The key section was this: Judges are still able to take away voting rights if the court finds “clear and convincing evidence that the individual cannot communicate, with or without reasonable accommodations, a desire to participate in the voting process.”
On its face, it seemed that all Rector had to do was express a desire to vote, and the court would rule him competent. Alexander-Kasparik did not expect it would be so easy, and she was right.
In August, she led a march to the San Diego Superior Court, pushing Rector seven blocks in a wheelchair, surrounded by supporters and reporters. Rector wore a white T-shirt that read “I want to vote” in black letters. He used an eye-tracking device to speak to the judge in court.
“I, David Rector, want my voting rights restored immediately,” Alexander-Kasparik recalled he said, in the device’s electronic voice. But Judge Julia Kelety was skeptical. She told Alexander-Kasparik to submit more evidence.
“It was painful to hear that she didn’t believe David,” Alexander-Kasparik told Reveal. As a journalist, Rector had covered countless elections. “He articulated to me I don’t know how many times that voting is the only voice we have as individuals.”
Alexander-Kasparik submitted a declaration to the court detailing every step she and Rector had made. She spends every day with Rector, she wrote, allowing her to see that he can read, think and analyze. She detailed the requirements of the new law. Two weeks later, the judge restored his rights.
Kelety doubted Rector’s cognitive abilities, she said in her order, but under the new law, she didn’t have the evidence to support her doubts nor the resources to investigate.
Alexander-Kasparik said she and Rector were relieved. But she likened the obstacles disabled voters face to a struggle for civil rights.
“The right to vote is essential,” she said. “The right to vote is not something that should be taken away on a form as a matter of routine, by judges who literally have the power over civic rights or death.”
The process for Jack was quicker than for Rector, but he still had to overcome one hurdle: convincing his attorney.
Nisen contacted Jack Vaile’s public defender. The attorney agreed to meet the Vailes in their bungalow home, and he peppered Jack with yes and no questions about voting, whom he’d choose and why, his father recalled. Finally, the attorney petitioned the court to restore Jack’s voting rights.
On Sept. 30, a new document showed up in the mail, signed by a judge. It was the legalese version of a validation: “The court finds that conservatee Jackson L.H. Vaile is capable of communicating a desire to participate in the voting process,” the order said. “The previous disqualification from voting is set aside.”

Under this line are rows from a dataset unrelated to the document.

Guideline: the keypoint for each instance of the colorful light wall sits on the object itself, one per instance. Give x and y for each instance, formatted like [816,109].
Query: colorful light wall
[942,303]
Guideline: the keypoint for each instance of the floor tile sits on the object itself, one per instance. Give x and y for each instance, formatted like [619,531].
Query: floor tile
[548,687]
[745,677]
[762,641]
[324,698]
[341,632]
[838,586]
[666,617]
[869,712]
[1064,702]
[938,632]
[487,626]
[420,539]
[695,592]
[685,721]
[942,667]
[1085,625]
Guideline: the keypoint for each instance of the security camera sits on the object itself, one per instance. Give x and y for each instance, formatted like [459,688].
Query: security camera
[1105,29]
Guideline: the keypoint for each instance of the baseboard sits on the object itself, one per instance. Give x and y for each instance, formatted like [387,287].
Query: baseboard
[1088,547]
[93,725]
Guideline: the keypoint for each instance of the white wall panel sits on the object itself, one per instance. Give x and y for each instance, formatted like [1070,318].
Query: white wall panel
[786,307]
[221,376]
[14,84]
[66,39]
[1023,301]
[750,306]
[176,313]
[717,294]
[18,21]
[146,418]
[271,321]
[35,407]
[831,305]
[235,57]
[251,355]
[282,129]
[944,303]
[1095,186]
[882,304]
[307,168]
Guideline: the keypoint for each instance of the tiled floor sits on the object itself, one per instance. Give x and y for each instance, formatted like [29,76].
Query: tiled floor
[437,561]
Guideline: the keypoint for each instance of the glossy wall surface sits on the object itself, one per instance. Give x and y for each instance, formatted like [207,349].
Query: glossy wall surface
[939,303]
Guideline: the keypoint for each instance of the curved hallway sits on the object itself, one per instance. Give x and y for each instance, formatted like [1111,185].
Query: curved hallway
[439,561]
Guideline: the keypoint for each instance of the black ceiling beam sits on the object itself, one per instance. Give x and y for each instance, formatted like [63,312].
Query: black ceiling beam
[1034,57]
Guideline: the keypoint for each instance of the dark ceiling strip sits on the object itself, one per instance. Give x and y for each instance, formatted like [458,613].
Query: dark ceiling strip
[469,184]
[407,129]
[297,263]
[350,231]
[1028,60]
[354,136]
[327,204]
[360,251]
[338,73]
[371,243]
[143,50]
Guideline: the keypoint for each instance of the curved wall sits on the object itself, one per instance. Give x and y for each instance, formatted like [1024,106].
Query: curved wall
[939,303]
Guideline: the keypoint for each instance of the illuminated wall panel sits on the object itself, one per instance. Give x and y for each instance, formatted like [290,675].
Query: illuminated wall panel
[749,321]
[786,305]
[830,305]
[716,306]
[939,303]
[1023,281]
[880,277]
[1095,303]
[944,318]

“Dude, you’re totally clear to vote in the general election,” Lou Vaile told his son. Jack broke into a toothy smile. “That was a big, big, happy day for us,” the father remembered.
There was just one problem: Jack Vaile couldn’t vote for Sanders anymore. The primary was long over.
Lou Vaile went through the candidates. Did Jack want to vote for Donald Trump?
“No,” Jack Vaile tapped.
Instead, on Oct. 11, he cast an early vote by mail for Hillary Clinton. She wasn’t Sanders. But for disabled people like him, Jack Vaile decided, she was better than Trump.